When Pfizer moved into foreign countries, it needed to get doctors to prescribe its drugs if it were to succeed. Therefore, in China for example, it initiated a points program—doctors who prescribed a certain amount of Pfizer products would earn a specified number of points. They then could exchange those points for gifts, such as tea sets or cell phones. In some situations, that description is a simply loyalty program. Nothing wrong with that, right?

Not quite. In the many foreign countries that have centralized medical systems, doctors are government employees.

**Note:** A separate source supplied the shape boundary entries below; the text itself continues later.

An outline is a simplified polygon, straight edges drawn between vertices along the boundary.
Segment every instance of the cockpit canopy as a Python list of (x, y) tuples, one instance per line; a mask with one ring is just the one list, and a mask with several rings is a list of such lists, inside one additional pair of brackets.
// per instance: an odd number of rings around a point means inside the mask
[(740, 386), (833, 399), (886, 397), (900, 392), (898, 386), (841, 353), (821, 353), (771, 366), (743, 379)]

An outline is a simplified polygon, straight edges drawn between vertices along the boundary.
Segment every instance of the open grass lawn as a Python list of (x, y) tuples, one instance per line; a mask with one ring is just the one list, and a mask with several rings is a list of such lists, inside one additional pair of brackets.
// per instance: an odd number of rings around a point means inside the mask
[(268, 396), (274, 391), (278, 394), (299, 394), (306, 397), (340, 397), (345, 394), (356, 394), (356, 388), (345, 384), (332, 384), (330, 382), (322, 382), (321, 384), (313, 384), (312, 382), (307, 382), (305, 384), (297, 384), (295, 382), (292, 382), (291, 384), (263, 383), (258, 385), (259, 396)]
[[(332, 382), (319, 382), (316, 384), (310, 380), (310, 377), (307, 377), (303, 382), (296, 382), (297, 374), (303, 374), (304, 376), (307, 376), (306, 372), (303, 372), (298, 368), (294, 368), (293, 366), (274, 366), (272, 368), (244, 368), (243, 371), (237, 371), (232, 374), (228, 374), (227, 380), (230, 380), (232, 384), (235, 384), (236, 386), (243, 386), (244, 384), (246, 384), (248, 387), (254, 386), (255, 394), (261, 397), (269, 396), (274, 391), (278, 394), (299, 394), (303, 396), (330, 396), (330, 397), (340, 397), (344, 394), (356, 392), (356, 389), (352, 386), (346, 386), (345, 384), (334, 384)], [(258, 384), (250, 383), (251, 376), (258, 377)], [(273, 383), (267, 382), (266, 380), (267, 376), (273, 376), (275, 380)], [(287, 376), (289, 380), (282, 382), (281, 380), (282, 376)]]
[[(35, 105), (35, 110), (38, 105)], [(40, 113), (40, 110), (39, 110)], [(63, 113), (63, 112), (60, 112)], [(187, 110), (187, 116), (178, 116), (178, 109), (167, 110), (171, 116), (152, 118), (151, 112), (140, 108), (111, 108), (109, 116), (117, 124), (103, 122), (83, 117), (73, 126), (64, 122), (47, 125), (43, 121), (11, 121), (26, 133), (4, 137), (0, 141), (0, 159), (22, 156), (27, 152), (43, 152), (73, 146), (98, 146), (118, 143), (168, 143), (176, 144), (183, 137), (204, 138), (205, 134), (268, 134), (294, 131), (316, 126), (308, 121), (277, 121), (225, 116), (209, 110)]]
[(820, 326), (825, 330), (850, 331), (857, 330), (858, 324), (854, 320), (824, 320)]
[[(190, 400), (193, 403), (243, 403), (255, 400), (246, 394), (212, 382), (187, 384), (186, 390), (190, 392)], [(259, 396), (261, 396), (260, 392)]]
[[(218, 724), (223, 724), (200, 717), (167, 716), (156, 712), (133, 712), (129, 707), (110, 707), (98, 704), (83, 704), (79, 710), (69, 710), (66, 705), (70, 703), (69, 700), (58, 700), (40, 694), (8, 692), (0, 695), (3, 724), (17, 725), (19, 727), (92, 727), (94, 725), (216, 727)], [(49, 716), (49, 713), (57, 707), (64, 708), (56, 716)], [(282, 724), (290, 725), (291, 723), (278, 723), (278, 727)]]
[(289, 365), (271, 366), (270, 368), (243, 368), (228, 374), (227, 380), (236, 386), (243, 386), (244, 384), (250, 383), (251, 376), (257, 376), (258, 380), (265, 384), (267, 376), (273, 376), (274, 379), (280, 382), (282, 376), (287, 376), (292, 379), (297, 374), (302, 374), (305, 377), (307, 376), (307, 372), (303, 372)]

And the Foreign Corrupt Practices Act forbids any U.S. company from paying anything to any government employee in return for any benefits.

In addition, not all of Pfizer representatives’ actions could be blamed on a misunderstanding. In Indonesia and Pakistan, the cash payments to doctors were clear bribes, and the representatives covered up their practices by issuing fake invoices.

The settlement came as a result of a wide-ranging investigation by U.S. government officials into drug sales. Johnson & Johnson settled a similar lawsuit in 2011. Thus Pfizer is not the only one charged with bribing foreign nationals—just the most recent.

Discussion Questions

  1. Are gifts and promotional items given to doctors unethical or just regular business practice?
  2. Why do pharmaceutical reps engage in such practices?